Bau and Davis said there is a demand for high quality farm land because there is not a large supply.

“The limited farm land supply helped buoy market prices in many areas across the state,” the ISUE report said.

“It is amount of land that is totally available. If there is no reason to sell it and the rents are holding then people just kind of hang onto it. Then there is not much of a supply of good quality land for those that are interested in expanding,” Davis said.

The supply helped hold land values in 2020 in South Dakota, Davis said. Early in the 2000s land values didn’t drop as much as in the 1980s because there was not the supply for sale of good properties, Davis said.

“A farmer himself usually doesn’t sell until they have (because of ) economics,” Bau said.

Some farm land owners may choose to keep their land because they can receive a good rental price, Davis said. The farm continues to generate an income from the rent.
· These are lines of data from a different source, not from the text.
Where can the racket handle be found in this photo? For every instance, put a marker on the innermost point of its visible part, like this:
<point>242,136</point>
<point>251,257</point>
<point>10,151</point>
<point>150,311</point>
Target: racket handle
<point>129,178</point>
That land could be owned by a retired farmer or an investor.

Often, the farm land is up for sale when the heirs of a deceased farmer decided to sell it, Bau said.

Davis said a farmer may decide to sell a portion of his land to help with retirement.

“It tends to farmers who buy the majority,” Davis said. “Most of that is bought for the expansion of the farm, or someone getting started, or bringing someone into it.”

“That farm across the road from you comes up for sale tomorrow won’t come for sale in your generation again,” Bau said. “In your lifetime it comes for sale once in a generation. You’re not gonna look back on that and say ‘oh that’s a bad decision to buy ‘ because that’s the only chance (you) had.”

“The majority of farm land sales, 72%, were to existing farmers, of which existing local farmers capture 69% of land sales,” the ISUE report said of all 2020 farm land sales in Iowa. “Only 3% of sales were to existing relocating farmers. Investors represented 22% of land sales. New farmers represented 4% of sales, and other purchasers were 2% of sales.”

How and why do people buy $1 million farm land?

“A lot of land purchases aren’t paid for in cash,” Bau said.

A farmer may be leveraging land they have no debt or low debt on to help pay for the land, Bau said.

Farm land has historically increased in value. There may be drops but Bau said in his area, the value has increased 1 to 2% per year.

Farm land represents a good investment because it holds and increases in value, Davis and Bau said.

Both Bau and Davis said farm land prices should rise in their areas in 2021. Numbers that weren’t available for their 2020 surveys should also show an increase for later in 2020, they said.

“I think the trend right now is probably up. Due the economics of farmers had more income last year, more money on the balance sheet…,” Bau said.

Low margins created by drops in crop prices or increased production cost could be two negative impacts on farm land values, Davis said.

The ISUE report said while 2020 farm land values showed the value was resilient during the pandemic as sales come this year, “…it it is critical to watch for whether the uncertainty posed by the pandemic lead to landowners’ growing interest in selling land, or more stressed sales from financially stressed producers.”